Cette fois, la compensation prévue ne concerne que les femmes âgées de 55 ans et plus au moment de l’entrée en vigueur de la réforme, qui toucheront un maigre supplément mensuel de 50 à 160 francs suivant les revenus.

Les créateurs de l’AVS «avaient de l’ambition pour notre pays et une forme de respect pour le monde du travail», deux qualités qui, le déplore Pierre-Yves Maillard, sont en train de disparaître. «Par notre campagne, nous voulons les reconquérir.»


Site de campagne sur: avs21-non.ch

Les finances de l’AVS sont saines

Ne faut-il tout de même pas prendre des mesures pour faire face au «papy-boom» et au grand nombre de départs à la retraite prévu? Selon les projections de l’Office fédéral des assurances sociales, l’AVS entrera dans le rouge dès 2025. Il devrait manquer 15,9 milliards de francs d’ici à 2032. Sauf qu’on peut douter de ces prévisions. Le Conseil fédéral commet en effet des erreurs de calculs à répétition. En 2011, les autorités prévoyaient que la fortune de l’AVS allait fondre vers 2020. Or, l’an passé, le fond de compensation AVS a été augmenté de 2,6 milliards de bénéfices pour atteindre 47 milliards, son plus haut niveau de l’histoire. «En dix ans, la marge d’erreur du Conseil fédéral aura été de vingt milliards environ. Et cela continue: entre l’année passée et maintenant, ses prévisions jusqu’à 2032 ont été corrigées de plus 16 milliards», indique Pierre-Yves Maillard, qui assure que les finances de l’AVS sont «saines».

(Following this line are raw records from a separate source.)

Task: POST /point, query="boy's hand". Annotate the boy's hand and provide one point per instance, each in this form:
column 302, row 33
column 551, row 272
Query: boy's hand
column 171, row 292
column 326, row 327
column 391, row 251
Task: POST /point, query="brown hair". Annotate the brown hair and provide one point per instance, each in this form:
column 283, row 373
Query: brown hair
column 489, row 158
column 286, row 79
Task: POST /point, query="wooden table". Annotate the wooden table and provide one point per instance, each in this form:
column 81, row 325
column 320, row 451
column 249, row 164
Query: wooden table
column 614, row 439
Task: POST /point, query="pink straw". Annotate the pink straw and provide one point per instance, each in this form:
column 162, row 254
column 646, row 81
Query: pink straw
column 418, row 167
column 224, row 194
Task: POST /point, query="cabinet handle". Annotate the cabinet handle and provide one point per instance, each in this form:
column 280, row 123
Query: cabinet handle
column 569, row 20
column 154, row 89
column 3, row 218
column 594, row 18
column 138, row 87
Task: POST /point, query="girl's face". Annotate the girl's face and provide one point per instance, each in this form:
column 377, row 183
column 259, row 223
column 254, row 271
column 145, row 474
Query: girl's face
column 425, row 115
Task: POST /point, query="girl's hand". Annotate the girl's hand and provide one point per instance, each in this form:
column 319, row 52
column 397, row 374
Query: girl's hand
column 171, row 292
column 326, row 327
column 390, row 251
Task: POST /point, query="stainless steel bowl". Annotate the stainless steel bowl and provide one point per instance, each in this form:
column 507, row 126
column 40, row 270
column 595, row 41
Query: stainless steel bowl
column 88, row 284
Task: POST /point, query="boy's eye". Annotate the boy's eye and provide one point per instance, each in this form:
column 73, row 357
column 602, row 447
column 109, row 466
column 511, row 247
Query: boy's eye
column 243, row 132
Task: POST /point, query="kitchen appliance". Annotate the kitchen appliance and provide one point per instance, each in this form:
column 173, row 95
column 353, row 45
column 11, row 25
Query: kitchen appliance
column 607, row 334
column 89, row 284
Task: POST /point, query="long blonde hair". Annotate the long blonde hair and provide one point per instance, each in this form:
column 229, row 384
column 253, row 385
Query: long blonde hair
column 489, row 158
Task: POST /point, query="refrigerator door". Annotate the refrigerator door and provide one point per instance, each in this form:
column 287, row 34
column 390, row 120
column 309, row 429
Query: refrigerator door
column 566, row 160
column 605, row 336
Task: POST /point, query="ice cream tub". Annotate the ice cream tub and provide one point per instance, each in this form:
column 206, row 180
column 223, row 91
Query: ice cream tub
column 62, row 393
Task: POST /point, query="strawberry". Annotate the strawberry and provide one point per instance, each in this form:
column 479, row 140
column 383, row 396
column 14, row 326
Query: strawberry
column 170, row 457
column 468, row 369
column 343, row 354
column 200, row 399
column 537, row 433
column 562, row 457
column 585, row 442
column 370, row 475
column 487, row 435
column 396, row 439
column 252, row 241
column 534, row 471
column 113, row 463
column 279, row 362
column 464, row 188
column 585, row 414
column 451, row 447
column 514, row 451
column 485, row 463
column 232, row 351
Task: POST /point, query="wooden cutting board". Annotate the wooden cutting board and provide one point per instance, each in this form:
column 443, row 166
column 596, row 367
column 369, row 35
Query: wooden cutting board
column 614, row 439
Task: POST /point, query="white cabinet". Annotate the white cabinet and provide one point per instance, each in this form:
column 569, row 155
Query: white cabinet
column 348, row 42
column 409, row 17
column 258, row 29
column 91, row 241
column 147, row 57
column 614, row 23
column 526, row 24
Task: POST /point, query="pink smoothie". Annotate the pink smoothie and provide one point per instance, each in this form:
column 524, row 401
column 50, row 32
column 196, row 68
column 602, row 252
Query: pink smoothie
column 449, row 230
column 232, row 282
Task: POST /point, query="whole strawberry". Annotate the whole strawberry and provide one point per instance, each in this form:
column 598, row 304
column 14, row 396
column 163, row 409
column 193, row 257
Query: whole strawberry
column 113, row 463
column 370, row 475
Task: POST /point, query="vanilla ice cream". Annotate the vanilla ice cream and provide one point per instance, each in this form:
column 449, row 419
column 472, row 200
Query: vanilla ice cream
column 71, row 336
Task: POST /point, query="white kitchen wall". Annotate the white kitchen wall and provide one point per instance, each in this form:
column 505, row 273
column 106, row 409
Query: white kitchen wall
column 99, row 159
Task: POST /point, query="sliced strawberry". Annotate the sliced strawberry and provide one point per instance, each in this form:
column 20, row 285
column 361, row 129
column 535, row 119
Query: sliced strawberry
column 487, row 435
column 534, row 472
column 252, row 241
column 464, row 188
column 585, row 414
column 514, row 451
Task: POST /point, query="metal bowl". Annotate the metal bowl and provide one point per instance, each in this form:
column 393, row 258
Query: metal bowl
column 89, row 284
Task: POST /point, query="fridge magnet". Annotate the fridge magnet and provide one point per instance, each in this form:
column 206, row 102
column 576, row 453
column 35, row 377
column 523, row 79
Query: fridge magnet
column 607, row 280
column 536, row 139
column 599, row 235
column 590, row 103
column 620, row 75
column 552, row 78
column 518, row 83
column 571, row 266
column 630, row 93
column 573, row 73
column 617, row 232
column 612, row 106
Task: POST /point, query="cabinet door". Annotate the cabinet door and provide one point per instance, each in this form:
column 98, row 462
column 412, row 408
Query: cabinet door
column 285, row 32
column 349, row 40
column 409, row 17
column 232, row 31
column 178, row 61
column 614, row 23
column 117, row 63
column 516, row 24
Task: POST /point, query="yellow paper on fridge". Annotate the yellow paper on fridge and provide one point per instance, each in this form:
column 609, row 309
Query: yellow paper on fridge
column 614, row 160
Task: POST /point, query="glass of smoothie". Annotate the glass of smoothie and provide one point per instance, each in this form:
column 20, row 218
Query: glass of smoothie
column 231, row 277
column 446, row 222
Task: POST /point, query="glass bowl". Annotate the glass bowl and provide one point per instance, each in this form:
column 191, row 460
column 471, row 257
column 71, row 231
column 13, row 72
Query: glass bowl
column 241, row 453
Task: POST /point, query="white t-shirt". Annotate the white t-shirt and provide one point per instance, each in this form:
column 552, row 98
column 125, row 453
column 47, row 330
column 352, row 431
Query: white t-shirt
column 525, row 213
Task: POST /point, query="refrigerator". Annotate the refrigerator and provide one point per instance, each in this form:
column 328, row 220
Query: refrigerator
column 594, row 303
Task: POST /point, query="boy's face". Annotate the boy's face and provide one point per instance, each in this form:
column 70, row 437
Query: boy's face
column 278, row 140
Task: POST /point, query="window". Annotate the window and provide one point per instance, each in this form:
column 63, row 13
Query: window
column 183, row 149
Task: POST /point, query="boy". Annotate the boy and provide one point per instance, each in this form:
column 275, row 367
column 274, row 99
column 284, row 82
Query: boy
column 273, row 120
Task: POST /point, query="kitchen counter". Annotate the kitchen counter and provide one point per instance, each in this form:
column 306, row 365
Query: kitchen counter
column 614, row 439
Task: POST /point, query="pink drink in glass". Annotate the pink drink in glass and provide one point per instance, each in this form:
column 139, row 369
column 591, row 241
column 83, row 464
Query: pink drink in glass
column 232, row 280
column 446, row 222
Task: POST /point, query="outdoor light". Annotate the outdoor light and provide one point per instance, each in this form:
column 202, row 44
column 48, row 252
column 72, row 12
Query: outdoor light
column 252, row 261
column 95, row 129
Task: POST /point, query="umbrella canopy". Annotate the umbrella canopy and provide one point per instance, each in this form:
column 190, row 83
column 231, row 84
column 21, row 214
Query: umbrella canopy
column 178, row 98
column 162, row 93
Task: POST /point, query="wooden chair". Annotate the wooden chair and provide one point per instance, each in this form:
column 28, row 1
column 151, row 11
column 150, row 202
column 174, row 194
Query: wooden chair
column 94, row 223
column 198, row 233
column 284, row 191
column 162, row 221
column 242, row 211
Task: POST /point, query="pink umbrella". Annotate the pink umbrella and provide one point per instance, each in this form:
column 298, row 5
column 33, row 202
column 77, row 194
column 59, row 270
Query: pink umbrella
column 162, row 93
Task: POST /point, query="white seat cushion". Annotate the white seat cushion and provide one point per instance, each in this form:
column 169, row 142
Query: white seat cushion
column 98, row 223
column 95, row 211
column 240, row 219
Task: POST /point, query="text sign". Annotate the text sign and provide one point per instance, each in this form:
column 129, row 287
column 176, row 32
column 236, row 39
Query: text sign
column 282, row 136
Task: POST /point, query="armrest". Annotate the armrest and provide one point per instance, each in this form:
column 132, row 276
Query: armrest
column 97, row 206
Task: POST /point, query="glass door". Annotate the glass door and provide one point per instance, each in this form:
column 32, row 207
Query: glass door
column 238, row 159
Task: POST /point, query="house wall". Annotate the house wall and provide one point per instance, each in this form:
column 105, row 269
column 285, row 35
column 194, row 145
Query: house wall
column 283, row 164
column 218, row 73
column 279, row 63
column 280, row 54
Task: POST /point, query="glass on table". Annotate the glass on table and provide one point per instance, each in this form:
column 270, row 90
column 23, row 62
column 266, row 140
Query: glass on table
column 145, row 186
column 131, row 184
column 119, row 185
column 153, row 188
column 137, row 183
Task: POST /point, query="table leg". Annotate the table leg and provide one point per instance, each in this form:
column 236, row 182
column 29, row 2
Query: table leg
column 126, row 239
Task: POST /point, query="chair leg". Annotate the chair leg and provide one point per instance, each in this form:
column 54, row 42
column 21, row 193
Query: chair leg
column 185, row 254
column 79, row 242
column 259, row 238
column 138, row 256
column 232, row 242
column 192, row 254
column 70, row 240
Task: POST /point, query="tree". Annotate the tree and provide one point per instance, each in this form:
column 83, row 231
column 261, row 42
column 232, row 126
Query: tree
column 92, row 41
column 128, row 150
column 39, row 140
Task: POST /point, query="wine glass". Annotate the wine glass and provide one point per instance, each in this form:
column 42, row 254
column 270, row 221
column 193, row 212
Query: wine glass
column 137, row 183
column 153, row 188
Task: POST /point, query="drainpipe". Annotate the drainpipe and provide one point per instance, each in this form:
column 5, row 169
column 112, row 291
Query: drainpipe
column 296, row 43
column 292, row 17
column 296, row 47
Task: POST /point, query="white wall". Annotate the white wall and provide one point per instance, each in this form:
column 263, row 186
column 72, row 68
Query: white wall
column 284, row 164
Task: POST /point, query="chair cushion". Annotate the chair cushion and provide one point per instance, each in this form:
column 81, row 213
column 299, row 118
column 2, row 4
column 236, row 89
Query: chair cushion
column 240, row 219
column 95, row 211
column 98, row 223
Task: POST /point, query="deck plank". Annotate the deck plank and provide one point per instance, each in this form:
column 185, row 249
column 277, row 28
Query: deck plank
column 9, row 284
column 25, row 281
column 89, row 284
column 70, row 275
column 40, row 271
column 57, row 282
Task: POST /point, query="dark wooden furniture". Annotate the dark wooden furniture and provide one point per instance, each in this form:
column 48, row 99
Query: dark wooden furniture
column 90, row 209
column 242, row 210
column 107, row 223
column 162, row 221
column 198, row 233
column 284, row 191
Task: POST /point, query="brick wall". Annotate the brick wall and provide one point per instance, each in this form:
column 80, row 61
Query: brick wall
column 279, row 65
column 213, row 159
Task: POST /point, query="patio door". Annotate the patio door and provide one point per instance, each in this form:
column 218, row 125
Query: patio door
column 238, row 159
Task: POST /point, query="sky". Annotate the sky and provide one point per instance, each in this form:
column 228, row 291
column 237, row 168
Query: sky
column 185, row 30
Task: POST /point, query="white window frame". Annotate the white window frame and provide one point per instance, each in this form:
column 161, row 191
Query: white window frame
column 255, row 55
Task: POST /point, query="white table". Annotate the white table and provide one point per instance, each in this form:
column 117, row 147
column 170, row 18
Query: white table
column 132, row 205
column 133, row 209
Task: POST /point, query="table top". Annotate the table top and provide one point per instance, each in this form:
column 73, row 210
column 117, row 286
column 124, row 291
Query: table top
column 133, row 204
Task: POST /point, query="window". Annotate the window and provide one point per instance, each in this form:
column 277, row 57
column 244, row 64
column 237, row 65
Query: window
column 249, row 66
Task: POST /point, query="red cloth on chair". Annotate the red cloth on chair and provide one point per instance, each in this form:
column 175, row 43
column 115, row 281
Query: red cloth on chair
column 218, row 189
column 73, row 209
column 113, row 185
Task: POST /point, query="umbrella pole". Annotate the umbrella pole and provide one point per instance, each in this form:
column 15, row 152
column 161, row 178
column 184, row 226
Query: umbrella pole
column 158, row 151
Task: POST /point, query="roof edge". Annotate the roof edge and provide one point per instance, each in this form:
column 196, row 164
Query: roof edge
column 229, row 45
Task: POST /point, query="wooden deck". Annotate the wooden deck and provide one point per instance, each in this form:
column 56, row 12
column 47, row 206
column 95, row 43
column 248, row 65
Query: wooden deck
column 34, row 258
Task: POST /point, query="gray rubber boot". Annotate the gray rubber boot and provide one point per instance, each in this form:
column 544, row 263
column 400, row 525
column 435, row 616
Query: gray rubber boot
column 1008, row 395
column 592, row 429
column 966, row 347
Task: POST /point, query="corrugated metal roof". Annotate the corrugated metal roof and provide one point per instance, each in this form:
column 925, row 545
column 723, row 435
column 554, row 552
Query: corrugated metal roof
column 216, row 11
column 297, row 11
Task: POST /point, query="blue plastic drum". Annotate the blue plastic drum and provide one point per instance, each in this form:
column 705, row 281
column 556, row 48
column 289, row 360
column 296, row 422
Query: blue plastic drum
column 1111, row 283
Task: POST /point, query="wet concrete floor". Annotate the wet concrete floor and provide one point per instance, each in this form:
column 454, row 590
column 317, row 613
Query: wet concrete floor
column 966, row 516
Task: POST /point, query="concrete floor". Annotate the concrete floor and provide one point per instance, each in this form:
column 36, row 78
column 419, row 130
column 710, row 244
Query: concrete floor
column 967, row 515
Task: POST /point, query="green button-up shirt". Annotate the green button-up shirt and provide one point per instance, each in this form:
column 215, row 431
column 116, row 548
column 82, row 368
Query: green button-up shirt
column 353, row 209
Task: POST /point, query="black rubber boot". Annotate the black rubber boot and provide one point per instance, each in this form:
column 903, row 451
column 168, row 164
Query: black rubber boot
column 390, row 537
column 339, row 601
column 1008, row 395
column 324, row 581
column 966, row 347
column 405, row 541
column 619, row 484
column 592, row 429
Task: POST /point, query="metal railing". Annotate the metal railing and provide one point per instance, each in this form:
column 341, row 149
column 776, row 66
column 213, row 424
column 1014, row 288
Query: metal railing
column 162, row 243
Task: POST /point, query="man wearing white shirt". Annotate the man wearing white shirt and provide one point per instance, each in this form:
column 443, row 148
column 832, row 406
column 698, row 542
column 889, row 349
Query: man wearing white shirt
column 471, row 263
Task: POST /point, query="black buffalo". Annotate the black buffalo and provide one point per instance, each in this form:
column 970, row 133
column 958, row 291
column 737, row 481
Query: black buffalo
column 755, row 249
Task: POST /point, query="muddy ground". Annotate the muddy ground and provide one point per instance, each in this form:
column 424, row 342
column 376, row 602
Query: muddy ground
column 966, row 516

De l’argent, il y en a. L’USS et le Parti socialiste ont lancé au printemps une initiative afin qu’une partie des gains de la Banque nationale soient reversés à l’AVS. L’institution a accumulé plus de 1000 milliards. De quoi, non seulement garantir l’avenir de l’AVS, mais aussi augmenter les rentes. La gauche et les syndicats ont d’ailleurs déposé l’année dernière une initiative pour une treizième rente AVS sur laquelle nous voterons l’année prochaine. Nombre de rentiers doivent se débrouiller avec un revenu situé en dessous du seuil de pauvreté, c'est là que se situe le vrai problème des retraites en Suisse, estiment en substance les opposants.